ENERGY bosses have offered to slash a crippling electricity bill by 68% – but the determined ladies of Northumberland’s oldest Women’s Institute are still refusing to pay up.
Officials at npower are willing to cut the shock £5,315 bill slapped on Heddon-on-the-Wall WI to £1,693 after admitting a bungle on their back-payment demand.
But Heddon WI secretary Pauline Wright declared: “We still feel we are not responsible for any of this. We’ve paid our most recent bill and don’t see why we should pay any more.”
The conflict arose when npower discovered the five-digit meter readings that had been taken since 2006 should have been six-digit readings from old meters.
The back-payment demand came to £5,315.58 – a figure that would have “bankrupted” the 95-year-old WI branch.
After The Journal revealed the dispute on Saturday, npower said as a gesture of goodwill they would settle for only 12 months’ worth of the payment.
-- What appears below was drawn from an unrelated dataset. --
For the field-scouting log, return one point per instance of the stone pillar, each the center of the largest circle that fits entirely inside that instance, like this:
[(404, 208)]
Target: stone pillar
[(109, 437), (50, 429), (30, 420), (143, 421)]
But Mrs Wright said the committee was sticking to their guns, adding: “We are still battling to get rid of this bill completely. We do have enough funds to pay the £1,693.27 npower want, but it would make a very big hole in our funds.
“This has totally come out of the blue, and if there was a fault we should have known about it after the first year – not after six years.”
Jo Robinson, npower senior executive complaints adviser, told Mrs Wright in an email: “Previously we issued invoices based on five-digit meter readings instead of the six-digit readings your meter was actually recording.
“Upon investigation, it appears the local meter readers had a mixture of both five-and six-dial readings over recent years.
“However, only the five-dial readings had been validated for use on our invoices. This resulted in the ‘catch-up’ bill for £5,315.58.
“As we appreciate the financial impact this would have on the Women’s Institute, as a gesture of goodwill we propose to limit the period of back-billing to 12 months, thereby withdrawing any older charges. This would reduce your account balance to £1,693.27.”
Offering “sincere apologies”, npower also offered to allow payments to be spread out by direct debit over 12 or 18 months. As a “commercial organisation”, the premises is not covered by the domestic classification which limits back-billing to 12 months.
A spokesman for npower added: “We were really keen to help the WI as we don’t want to see them struggle.”
But Mrs Wright hit back: “We shouldn’t have to pay this at all – we have just correctly paid our last bill, which was £500-plus, so why should we have to pay more? We have also just paid to replace an electric wall heater and a night storage heater, so we don’t have money to spare.”
As a non-profit-making charity, Heddon WI has been in its current wooden HQ hut in Towngate, Heddon, since 1926 and now has 40 members.